Nous faisions un retour sur nos vacances de Noël, un dessin de nos cadeaux préférés, rien d’original comme activité. Les enfants étaient sortis de Noël. Le temps des fêtes semblait déjà loin, ce qui vivait en eux était leur matin à la maison, la visite à la montagne de ski la veille, la neige qui les attendait à la récréation. Le retour sur Noël leur demandait un effort de mémoire qui les sortait de cet instant présent chaud et réconfortant.
On se préparait à reprendre le collier.
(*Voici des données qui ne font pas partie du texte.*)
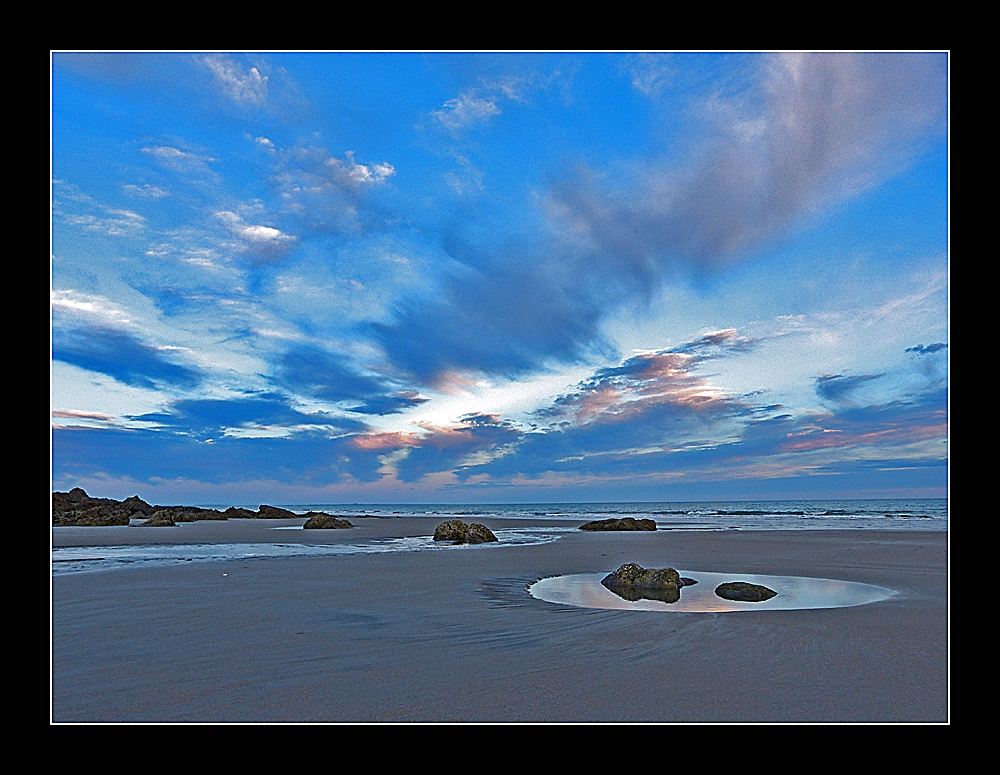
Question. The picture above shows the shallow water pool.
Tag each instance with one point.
(585, 590)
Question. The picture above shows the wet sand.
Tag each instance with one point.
(454, 636)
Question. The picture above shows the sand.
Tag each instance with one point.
(454, 636)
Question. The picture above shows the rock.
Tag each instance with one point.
(77, 509)
(195, 514)
(744, 591)
(160, 519)
(625, 523)
(137, 504)
(320, 521)
(633, 582)
(237, 513)
(274, 512)
(457, 531)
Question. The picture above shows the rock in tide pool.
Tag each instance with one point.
(457, 531)
(625, 523)
(633, 582)
(744, 591)
(321, 521)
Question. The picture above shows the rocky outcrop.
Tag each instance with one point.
(160, 519)
(744, 591)
(321, 521)
(633, 582)
(274, 512)
(624, 523)
(234, 512)
(77, 509)
(459, 532)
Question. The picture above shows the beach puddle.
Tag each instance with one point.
(585, 590)
(79, 559)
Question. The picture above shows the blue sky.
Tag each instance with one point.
(462, 277)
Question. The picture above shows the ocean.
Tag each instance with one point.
(884, 514)
(917, 514)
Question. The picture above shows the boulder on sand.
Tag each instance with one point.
(625, 523)
(457, 531)
(275, 512)
(76, 508)
(320, 521)
(744, 591)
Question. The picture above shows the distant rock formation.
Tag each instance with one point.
(457, 531)
(162, 518)
(633, 582)
(319, 521)
(76, 508)
(744, 591)
(238, 513)
(273, 512)
(624, 523)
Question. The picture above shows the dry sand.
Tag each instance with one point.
(454, 635)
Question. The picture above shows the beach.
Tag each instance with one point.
(453, 635)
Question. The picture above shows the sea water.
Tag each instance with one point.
(886, 514)
(917, 514)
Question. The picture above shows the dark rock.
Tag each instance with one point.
(137, 504)
(237, 513)
(94, 516)
(625, 523)
(163, 518)
(320, 521)
(195, 514)
(744, 591)
(633, 582)
(77, 509)
(274, 512)
(457, 531)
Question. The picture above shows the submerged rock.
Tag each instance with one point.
(320, 521)
(744, 591)
(459, 532)
(633, 582)
(624, 523)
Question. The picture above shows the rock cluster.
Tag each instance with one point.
(624, 523)
(744, 591)
(459, 532)
(633, 582)
(321, 521)
(76, 508)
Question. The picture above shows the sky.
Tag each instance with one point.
(460, 277)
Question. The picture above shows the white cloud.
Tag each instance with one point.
(98, 308)
(146, 191)
(241, 86)
(255, 236)
(465, 110)
(177, 160)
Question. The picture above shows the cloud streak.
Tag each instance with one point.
(821, 129)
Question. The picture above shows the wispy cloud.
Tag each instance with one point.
(243, 85)
(464, 111)
(180, 160)
(823, 129)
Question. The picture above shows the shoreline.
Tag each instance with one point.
(454, 636)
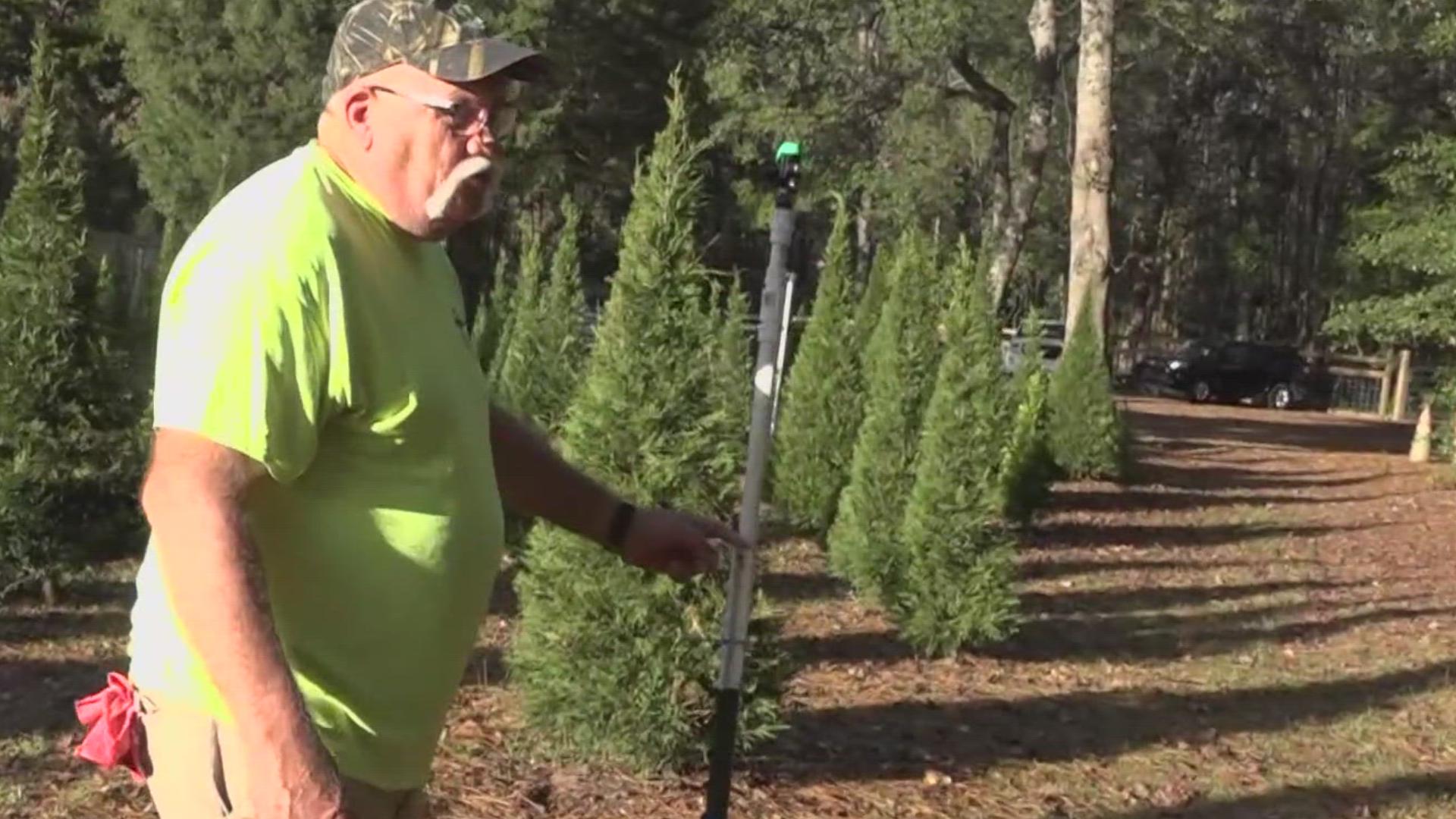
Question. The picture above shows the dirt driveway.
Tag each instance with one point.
(1257, 626)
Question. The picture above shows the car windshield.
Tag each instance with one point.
(1193, 350)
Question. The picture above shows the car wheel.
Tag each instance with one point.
(1282, 397)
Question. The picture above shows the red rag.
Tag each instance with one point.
(111, 717)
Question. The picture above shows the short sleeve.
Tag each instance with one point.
(243, 354)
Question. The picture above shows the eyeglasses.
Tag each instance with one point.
(466, 118)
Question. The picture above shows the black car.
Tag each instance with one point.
(1273, 375)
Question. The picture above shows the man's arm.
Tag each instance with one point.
(538, 483)
(194, 502)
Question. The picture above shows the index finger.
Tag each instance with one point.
(720, 531)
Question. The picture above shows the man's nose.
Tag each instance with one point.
(482, 143)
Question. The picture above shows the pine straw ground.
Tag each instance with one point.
(1258, 626)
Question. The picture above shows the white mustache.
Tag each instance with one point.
(471, 167)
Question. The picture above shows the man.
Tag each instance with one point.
(327, 477)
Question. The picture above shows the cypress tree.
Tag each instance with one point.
(549, 338)
(957, 586)
(613, 664)
(1085, 428)
(821, 397)
(900, 365)
(495, 302)
(522, 300)
(1027, 468)
(69, 455)
(224, 85)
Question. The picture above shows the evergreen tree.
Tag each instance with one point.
(549, 340)
(511, 368)
(221, 83)
(959, 556)
(821, 409)
(1027, 468)
(613, 664)
(69, 457)
(490, 327)
(1085, 430)
(900, 365)
(873, 299)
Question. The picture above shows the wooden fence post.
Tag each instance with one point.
(1386, 387)
(1421, 444)
(1402, 387)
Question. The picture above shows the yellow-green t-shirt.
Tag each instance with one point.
(302, 328)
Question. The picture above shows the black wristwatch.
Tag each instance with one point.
(620, 522)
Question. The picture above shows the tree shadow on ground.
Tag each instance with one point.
(1057, 569)
(1087, 534)
(1168, 637)
(1305, 430)
(22, 627)
(39, 695)
(1156, 598)
(900, 739)
(487, 667)
(1203, 479)
(1177, 500)
(1310, 802)
(1126, 637)
(801, 588)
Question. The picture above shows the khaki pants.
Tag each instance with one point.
(196, 771)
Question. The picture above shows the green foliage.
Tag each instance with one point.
(69, 450)
(1027, 466)
(494, 314)
(514, 366)
(873, 299)
(1407, 238)
(1085, 430)
(900, 362)
(224, 85)
(959, 556)
(821, 397)
(613, 664)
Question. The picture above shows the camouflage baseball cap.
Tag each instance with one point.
(425, 34)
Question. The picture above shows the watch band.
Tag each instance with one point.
(620, 522)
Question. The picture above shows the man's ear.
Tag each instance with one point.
(357, 104)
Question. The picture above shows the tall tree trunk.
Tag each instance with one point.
(1092, 167)
(1012, 205)
(1041, 24)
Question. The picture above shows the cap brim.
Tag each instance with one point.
(487, 57)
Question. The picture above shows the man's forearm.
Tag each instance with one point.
(216, 586)
(538, 483)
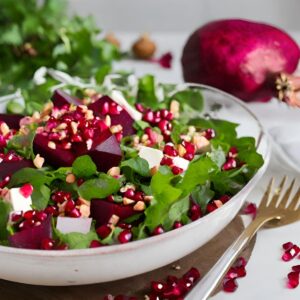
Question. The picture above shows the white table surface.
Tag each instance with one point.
(266, 272)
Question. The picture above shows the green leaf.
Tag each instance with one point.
(146, 91)
(191, 97)
(84, 167)
(5, 209)
(40, 196)
(202, 195)
(77, 240)
(99, 187)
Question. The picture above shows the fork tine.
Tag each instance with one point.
(277, 193)
(265, 198)
(284, 200)
(293, 204)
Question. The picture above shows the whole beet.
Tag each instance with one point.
(241, 57)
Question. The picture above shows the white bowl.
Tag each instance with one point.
(75, 267)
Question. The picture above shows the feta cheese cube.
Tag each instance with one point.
(151, 155)
(18, 201)
(67, 225)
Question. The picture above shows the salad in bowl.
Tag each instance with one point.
(99, 167)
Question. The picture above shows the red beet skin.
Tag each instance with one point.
(240, 57)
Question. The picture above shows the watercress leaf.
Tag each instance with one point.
(202, 194)
(5, 209)
(191, 97)
(198, 172)
(100, 187)
(40, 197)
(84, 167)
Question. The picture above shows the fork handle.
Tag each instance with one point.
(212, 279)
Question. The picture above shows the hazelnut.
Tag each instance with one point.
(144, 47)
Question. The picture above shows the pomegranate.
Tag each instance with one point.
(243, 58)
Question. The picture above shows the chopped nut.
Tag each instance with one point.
(52, 145)
(127, 201)
(116, 128)
(70, 178)
(175, 108)
(218, 203)
(139, 206)
(153, 170)
(4, 128)
(114, 171)
(74, 127)
(107, 120)
(181, 150)
(85, 210)
(114, 219)
(38, 161)
(148, 198)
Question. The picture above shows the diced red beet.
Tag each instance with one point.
(13, 121)
(102, 210)
(123, 118)
(60, 98)
(8, 168)
(32, 238)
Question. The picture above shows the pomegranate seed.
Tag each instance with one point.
(125, 236)
(229, 285)
(16, 216)
(195, 212)
(26, 190)
(176, 170)
(293, 280)
(287, 246)
(232, 152)
(170, 150)
(177, 224)
(95, 244)
(210, 133)
(229, 164)
(166, 161)
(70, 205)
(129, 193)
(296, 268)
(103, 231)
(140, 107)
(158, 230)
(47, 244)
(291, 253)
(74, 213)
(158, 286)
(28, 215)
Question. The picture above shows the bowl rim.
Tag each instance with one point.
(169, 234)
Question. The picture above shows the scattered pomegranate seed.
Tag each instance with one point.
(95, 244)
(26, 190)
(229, 285)
(125, 236)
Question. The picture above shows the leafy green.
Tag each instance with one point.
(99, 187)
(5, 209)
(84, 167)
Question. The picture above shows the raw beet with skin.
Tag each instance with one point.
(8, 168)
(32, 238)
(123, 118)
(102, 210)
(12, 121)
(240, 57)
(60, 98)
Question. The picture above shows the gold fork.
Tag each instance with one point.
(277, 209)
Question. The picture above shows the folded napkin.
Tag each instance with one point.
(283, 125)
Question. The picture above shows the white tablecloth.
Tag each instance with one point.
(266, 272)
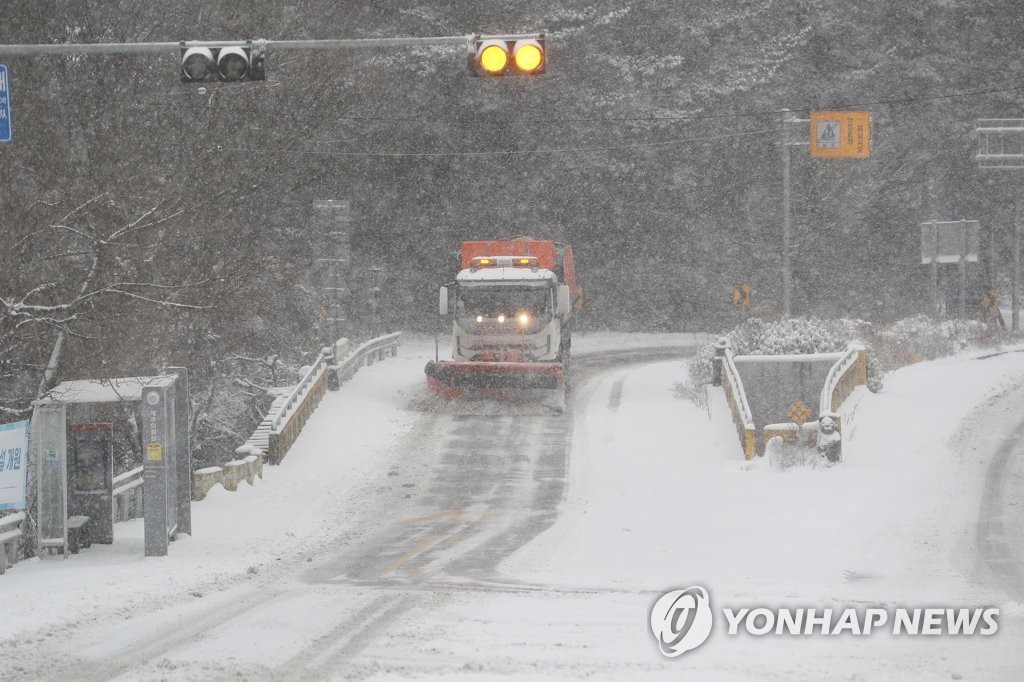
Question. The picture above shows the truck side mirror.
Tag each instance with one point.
(564, 303)
(442, 303)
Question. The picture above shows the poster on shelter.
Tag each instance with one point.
(13, 464)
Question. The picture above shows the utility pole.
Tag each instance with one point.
(1000, 146)
(787, 211)
(333, 218)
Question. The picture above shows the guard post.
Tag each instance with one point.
(182, 439)
(160, 483)
(50, 444)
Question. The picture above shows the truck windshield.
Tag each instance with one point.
(494, 302)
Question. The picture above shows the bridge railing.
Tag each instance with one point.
(849, 372)
(324, 374)
(128, 495)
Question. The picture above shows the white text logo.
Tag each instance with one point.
(681, 621)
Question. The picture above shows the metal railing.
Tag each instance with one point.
(849, 371)
(324, 374)
(366, 354)
(10, 535)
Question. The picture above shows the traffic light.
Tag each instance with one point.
(238, 62)
(508, 55)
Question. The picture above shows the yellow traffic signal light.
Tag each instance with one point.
(508, 55)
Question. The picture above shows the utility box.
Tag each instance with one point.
(90, 478)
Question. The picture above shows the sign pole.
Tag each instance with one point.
(1015, 324)
(786, 217)
(935, 272)
(963, 269)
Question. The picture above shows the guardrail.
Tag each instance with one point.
(128, 502)
(324, 374)
(368, 353)
(10, 534)
(733, 386)
(848, 372)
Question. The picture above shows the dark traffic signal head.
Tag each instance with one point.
(240, 62)
(508, 55)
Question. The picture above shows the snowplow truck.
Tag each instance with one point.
(512, 305)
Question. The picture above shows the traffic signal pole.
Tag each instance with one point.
(328, 44)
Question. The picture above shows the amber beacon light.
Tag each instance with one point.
(508, 55)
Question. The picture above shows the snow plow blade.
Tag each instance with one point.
(451, 379)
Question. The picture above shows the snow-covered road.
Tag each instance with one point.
(399, 540)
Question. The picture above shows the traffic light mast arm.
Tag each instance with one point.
(328, 44)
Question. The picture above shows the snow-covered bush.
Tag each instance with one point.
(909, 340)
(793, 336)
(920, 338)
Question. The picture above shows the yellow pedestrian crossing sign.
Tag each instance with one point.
(741, 295)
(799, 413)
(841, 134)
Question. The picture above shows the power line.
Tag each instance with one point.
(509, 153)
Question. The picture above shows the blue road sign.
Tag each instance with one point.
(5, 131)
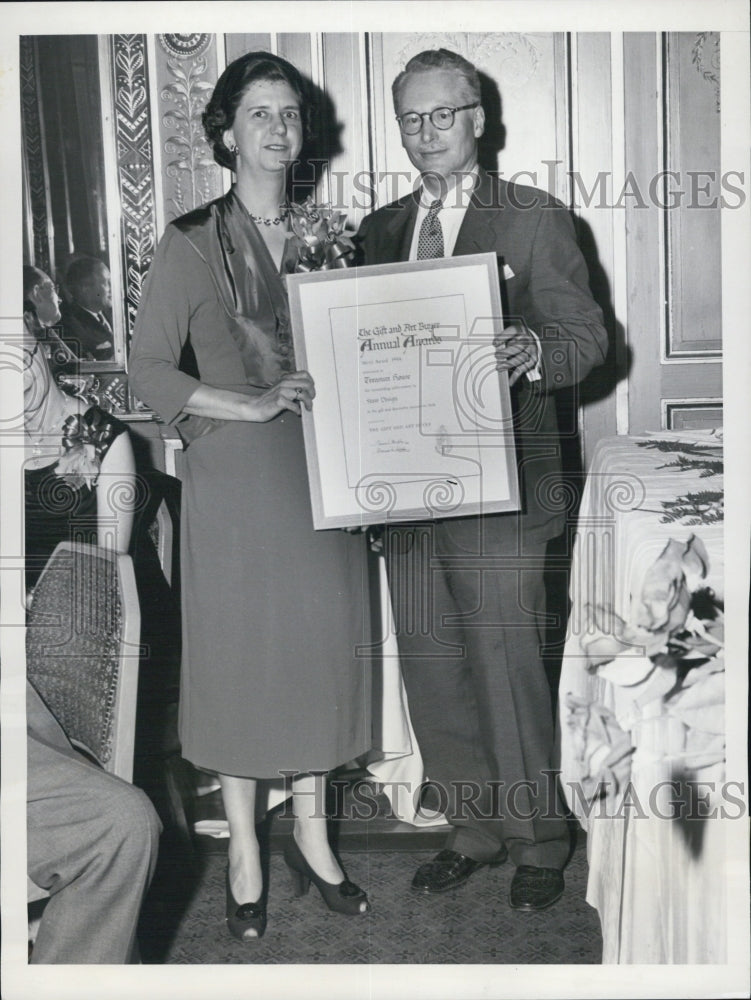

On se remémorait ensemble nos activités de l’automne, rechantions nos chansons, redisions nos comptines, répertorions les lettres et les chiffres appris, les mots, les concepts. Le cerveau se défroissait, se dérouillait. L’école reprenait sa place dans leur vie. Ah, c’est vrai, me revoilà écolier!
Et j’essayais que ce soit positif pour eux.
Je les faisais rire en imitant caricaturalement leurs hésitations ou leur ignorance face à des choses qui leur étaient inconnues en début d’année. Je pouvais prendre une voix de bébé : « Je sais pas, moi, c’est quoi une clavicule… » Ils ricanaient en rouspétant. J’enchainais rapidement, militairement : « Posez vos doigts sur votre clavicule! » Ils s’exécutaient sur le champ avec assurance. Je faisais une face exagérément impressionnée. Ils riaient de bon cœur, tout fiers. J’en remettais, on pouvait répéter le jeu longtemps, pour plusieurs éléments vus en classe à l’automne. C’était drôle et encourageant. On était une fameuse gang de championnes et de champions.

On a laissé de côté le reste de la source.